Stress comparisons can discredit student athletes’ hard work

By Rewon Shimray | Cartoonist

By Aaliyah Miller | Contributor

In the editorial, “Complaining about stress shouldn’t be a competition,” the message was clear that comparing what you do to your peers has a negative effect on yourself. Specifically, by comparing each other’s workloads — making it a challenge to see who has it worse.

With finals season approaching, I do feel that this is an issue that is going to become more apparent as time goes by. Ever since high school, people have compared themselves to one another based on looks, personality and clout. But now in college, there are a lot more stressors other than physical appearance. The change in difficulty in academics from high school to Baylor University is quite drastic. The workload alone is a lot to handle with the busy schedule’s students have doing other extracurricular activities.

I do feel there is a stigma that only science majors have it hard academically compared to others. Pre-medicine students are always complaining about how the workload isn’t the same with the number of science and lab credits they have to take. Which is quite irritating to hear because nothing here at Baylor is easy. It’s like they love to have a competition to who has a more stressful/complicated life, claiming it’s an award to win. But that’s not the case, it only creates a gap between students, adding negative sentiments towards each other.

But one thing that isn’t mentioned is the stressors of being a student athlete at Baylor University.

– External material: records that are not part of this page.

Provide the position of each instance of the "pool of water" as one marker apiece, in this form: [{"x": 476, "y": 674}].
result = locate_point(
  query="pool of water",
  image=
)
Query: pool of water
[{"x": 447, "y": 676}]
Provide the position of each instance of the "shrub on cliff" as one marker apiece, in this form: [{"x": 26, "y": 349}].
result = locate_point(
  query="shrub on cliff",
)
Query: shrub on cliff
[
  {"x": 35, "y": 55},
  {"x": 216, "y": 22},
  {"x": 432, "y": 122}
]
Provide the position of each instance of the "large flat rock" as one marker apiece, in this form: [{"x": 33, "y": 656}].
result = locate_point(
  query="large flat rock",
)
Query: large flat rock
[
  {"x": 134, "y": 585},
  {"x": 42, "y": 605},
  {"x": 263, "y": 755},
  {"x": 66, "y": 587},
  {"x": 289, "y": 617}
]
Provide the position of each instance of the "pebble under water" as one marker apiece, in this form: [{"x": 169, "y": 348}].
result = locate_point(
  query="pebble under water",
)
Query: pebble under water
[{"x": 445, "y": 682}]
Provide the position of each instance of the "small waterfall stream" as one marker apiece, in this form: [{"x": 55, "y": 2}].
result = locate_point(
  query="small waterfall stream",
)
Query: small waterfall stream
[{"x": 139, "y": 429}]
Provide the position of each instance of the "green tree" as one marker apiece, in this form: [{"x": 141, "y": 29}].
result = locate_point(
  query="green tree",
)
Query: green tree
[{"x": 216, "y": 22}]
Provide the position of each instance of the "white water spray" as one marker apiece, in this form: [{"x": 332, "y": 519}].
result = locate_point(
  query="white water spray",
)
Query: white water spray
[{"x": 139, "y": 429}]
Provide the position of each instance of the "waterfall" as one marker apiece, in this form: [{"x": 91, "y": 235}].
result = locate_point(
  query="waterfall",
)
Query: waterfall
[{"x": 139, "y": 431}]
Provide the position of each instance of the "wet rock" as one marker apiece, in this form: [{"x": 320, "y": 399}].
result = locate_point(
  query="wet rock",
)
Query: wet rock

The life of an athlete isn’t an easy task because of the intensity of the workouts and the immense academic workload of classes. I do believe that all the work that we do is overlooked by the student body based on all the benefits us athletes receive. I am not saying that what regular students do is nothing compared to our busy schedules, it’s just frustrating to hear others say that we don’t try as hard, downplaying all of the hard work we do day in and day out.

Although comparing the life of a student athlete to a student is what the author said to avoid, in this case, I feel like it’s necessary. I believe that getting a better understanding of our lifestyle will help students see that what is invested in us isn’t going to waste. I can see it helping diminish the gap between student athletes and students at Baylor University. We all came to Baylor for different reasons, and you shouldn’t downplay people’s reasoning for stress based on what you do specifically for yourself.